So much was normal reasoning. Now the strictly technical logic of the Med Service took over to explain the current state of things. In one century or less an isolated community could lose, absolutely, its defenses against diseases to which it was never exposed. Amerinds were without defense against smallpox, back on Earth. A brown race scattered among thousands of tiny islands was nearly wiped out by measles when it was introduced. Any contact between a long-isolated community and another—perhaps itself long-isolated—would bring out violently any kind of contagion that might exist in either.

There was the mechanism of carriers. The real frequency of disease-carriers in the human race had been established less than two generations ago. A very small, isolated population could easily contain a carrier or carriers of some infection. They could spread it so freely that every member of their group acquired immunity during infancy. But a different isolated group might contain a carrier of a different infection and be immune but distributive of it.

It was literally true that each of the three cities might have developed in their first century of isolation a separate immunity to one disease and a separate defenselessness against all others. A member of one community might be actually deadly to a member of either of the others whom he met face to face.

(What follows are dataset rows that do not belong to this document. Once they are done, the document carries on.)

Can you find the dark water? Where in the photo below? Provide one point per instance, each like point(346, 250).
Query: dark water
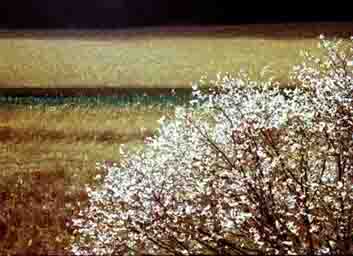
point(95, 97)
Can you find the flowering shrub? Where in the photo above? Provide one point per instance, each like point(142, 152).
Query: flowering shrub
point(249, 169)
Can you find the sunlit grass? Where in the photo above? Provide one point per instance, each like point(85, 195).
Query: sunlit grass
point(70, 138)
point(47, 156)
point(155, 57)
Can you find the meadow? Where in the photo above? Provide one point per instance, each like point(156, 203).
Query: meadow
point(154, 57)
point(48, 152)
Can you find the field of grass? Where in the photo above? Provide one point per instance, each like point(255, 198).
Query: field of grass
point(47, 155)
point(154, 57)
point(49, 151)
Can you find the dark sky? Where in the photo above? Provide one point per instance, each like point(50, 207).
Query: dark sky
point(125, 13)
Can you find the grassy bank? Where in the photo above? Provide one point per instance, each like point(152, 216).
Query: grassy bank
point(154, 57)
point(47, 154)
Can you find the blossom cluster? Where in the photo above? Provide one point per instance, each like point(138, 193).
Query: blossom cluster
point(250, 168)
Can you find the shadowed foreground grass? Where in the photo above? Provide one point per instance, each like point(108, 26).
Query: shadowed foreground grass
point(47, 154)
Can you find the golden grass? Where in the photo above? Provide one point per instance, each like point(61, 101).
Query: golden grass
point(155, 57)
point(47, 155)
point(70, 138)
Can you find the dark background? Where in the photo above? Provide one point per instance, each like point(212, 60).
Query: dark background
point(23, 14)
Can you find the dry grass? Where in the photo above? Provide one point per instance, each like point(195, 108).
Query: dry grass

With icy wind blowing upon him as the sledge rushed on, Calhoun wryly realized that all this was wholly familiar. It was taught, nowadays, that something of the sort had caused the ancient, primitive human belief that women were perilous to men, and a man must exercise great precaution to avoid evil mana emanating from his prospective bride. When wives were acquired by capture and all human communities were small and fiercely self-isolated—why each unsanitary tribal group might easily acquire a condition like that assumed in cities One, Two, and Three. The primitive suspicion of woman would have its basis in reality if the women of one tribe possessed immunity to some deadly microbe their skin or garments harbored—and if their successful abductors had no defense against it.

The speeding sledge swerved. It leaned inward against the turn. It swerved again, throwing monstrous sheets of snow aloft. Then the drive-jet lessened its roar. The shimmering bow-waves ceased. The sledge slowed to a mere headlong glide.

"Their trail!" Hunt cried in Calhoun's ear.

Calhoun saw depressions in the snow. There were two sets of pear-shaped dents in the otherwise virgin surface. Two man beings, wearing oblong frames on their feet, criss-crossed with cordage to support them atop the snow, had trudged ahead, here, through the gold-blue night.


Calhoun knew exactly what had happened. He could make the modifications the local situation imposed upon a standard pattern, and reconstitute a complete experience leading up to now.

A girl in heavy, clumsy garments had mounted guard in a Two City sentry-post above a snow-filled mountain valley. There were long and bitter-cold hours of watching, in which nothing whatever happened. Eternal snows seemed eternally the same, and there was little in life but monotony. But she'd known that across the valley there was another lonely watcher from an alien city, the touch of whose hand or even whose breath would mean sickness and death. She'd have mused upon the strangeness that protected her in this loneliness—because her touch or her breath would be contagion upon him, too. She'd have begun by feeling a vague dread of the other sentry. But presently, perhaps, there came a furtive call on the walkie-frequency used by sentries for communication with their own cities.